At the post office, refugees swarmed visitors, asking for help for a
sick relative in need of medicine or a child who hadn't eaten.
Among those waiting were Paula Jackson, 52, a licensed practical
nurse, and her 14-year-old daughter, who is paralyzed on one side and
requires a feeding bag. "They're emptying the dome first, and they're
leaving us to weather the elements," Jackson said.
"It's like it's at your fingertips, if you just stretch out your arm,
but you can't do it," Jackson said of the buses. "I don't picture how
they can go to the nation telling what great assistance they're giving
us. At ground level, ground zero, it's poor, poor, poor service."
Darrell Dozier, 39, a pizza deliveryman in New Orleans, agreed. "They're
ignoring us," he said. "I want to get out of New Orleans. I just can't
live like this."
Sadly, Jackson and Dozier could have boarded a bus if they'd known
they had only to walk around the garage to an alley between the post
office and a bus station.
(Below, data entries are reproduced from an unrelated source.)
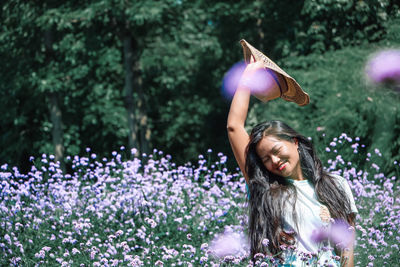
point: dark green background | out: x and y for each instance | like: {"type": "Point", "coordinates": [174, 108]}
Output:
{"type": "Point", "coordinates": [78, 58]}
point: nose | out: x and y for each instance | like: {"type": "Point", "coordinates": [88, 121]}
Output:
{"type": "Point", "coordinates": [275, 160]}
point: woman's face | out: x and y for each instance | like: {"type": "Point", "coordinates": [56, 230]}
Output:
{"type": "Point", "coordinates": [280, 157]}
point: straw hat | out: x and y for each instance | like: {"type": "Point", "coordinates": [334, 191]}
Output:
{"type": "Point", "coordinates": [290, 89]}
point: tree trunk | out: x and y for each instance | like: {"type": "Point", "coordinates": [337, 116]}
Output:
{"type": "Point", "coordinates": [54, 108]}
{"type": "Point", "coordinates": [129, 105]}
{"type": "Point", "coordinates": [57, 132]}
{"type": "Point", "coordinates": [259, 26]}
{"type": "Point", "coordinates": [144, 129]}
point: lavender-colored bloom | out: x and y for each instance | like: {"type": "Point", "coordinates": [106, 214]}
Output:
{"type": "Point", "coordinates": [229, 243]}
{"type": "Point", "coordinates": [384, 68]}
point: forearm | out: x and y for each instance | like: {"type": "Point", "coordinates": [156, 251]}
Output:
{"type": "Point", "coordinates": [239, 108]}
{"type": "Point", "coordinates": [347, 258]}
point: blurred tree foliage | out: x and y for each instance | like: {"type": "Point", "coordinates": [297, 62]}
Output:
{"type": "Point", "coordinates": [180, 51]}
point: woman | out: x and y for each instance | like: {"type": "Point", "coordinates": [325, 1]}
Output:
{"type": "Point", "coordinates": [290, 195]}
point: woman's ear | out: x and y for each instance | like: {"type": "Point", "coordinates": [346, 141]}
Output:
{"type": "Point", "coordinates": [296, 142]}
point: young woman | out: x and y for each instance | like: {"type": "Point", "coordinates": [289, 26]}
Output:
{"type": "Point", "coordinates": [290, 195]}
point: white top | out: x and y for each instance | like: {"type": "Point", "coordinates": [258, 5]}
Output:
{"type": "Point", "coordinates": [308, 217]}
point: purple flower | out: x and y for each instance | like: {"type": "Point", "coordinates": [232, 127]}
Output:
{"type": "Point", "coordinates": [229, 243]}
{"type": "Point", "coordinates": [339, 232]}
{"type": "Point", "coordinates": [384, 68]}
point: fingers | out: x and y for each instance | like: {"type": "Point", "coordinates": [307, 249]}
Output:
{"type": "Point", "coordinates": [324, 214]}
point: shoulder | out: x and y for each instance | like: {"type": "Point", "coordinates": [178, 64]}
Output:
{"type": "Point", "coordinates": [342, 182]}
{"type": "Point", "coordinates": [338, 178]}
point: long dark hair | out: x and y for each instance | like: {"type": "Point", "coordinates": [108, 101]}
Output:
{"type": "Point", "coordinates": [269, 193]}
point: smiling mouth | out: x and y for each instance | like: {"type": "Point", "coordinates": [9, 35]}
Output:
{"type": "Point", "coordinates": [282, 166]}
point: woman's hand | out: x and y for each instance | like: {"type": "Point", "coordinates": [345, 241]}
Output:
{"type": "Point", "coordinates": [261, 82]}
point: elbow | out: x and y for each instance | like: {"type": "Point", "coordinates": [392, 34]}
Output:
{"type": "Point", "coordinates": [231, 128]}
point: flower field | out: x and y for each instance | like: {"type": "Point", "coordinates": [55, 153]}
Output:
{"type": "Point", "coordinates": [151, 212]}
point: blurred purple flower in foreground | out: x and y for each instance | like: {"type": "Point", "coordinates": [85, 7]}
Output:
{"type": "Point", "coordinates": [229, 243]}
{"type": "Point", "coordinates": [340, 233]}
{"type": "Point", "coordinates": [384, 68]}
{"type": "Point", "coordinates": [258, 82]}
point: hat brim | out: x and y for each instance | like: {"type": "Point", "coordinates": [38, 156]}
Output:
{"type": "Point", "coordinates": [290, 89]}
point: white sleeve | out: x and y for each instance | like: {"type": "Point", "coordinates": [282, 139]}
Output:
{"type": "Point", "coordinates": [345, 185]}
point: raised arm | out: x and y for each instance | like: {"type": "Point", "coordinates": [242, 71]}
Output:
{"type": "Point", "coordinates": [238, 137]}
The two-block trek eventually leads to a
back entrance to the Superdome, where Louisiana National Guard
commanders were directing people to a long line for buses evacuating
refugees.
Carrying children, suitcases and even pet cats in cages, people stood
in long lines, evoking images of a biblical exodus as they negotiated
the filthy water to the Superdome.
Some elderly people were too frail to walk and sat under the bus
station's front awning. "I don't know how we're going to leave because
there ain't nobody going to do anything for us," said Essie Allen, 65.
As refugees climbed two flights of exterior stairs to the Superdome --
strewn with clothing and brand-new costume jewelry that apparently
became too heavy to carry -- Louisiana National Guard Col. Thomas
Beron, 43, was directing refugees to the nearby New Orleans Center for
processing.
Beron admitted that the loss of telecommunications in downtown New
Orleans has led to widespread confusion about evacuation.
"It's crazy," said Beron, an attorney. "The sad thing is that there
are people all over the city who can't get here."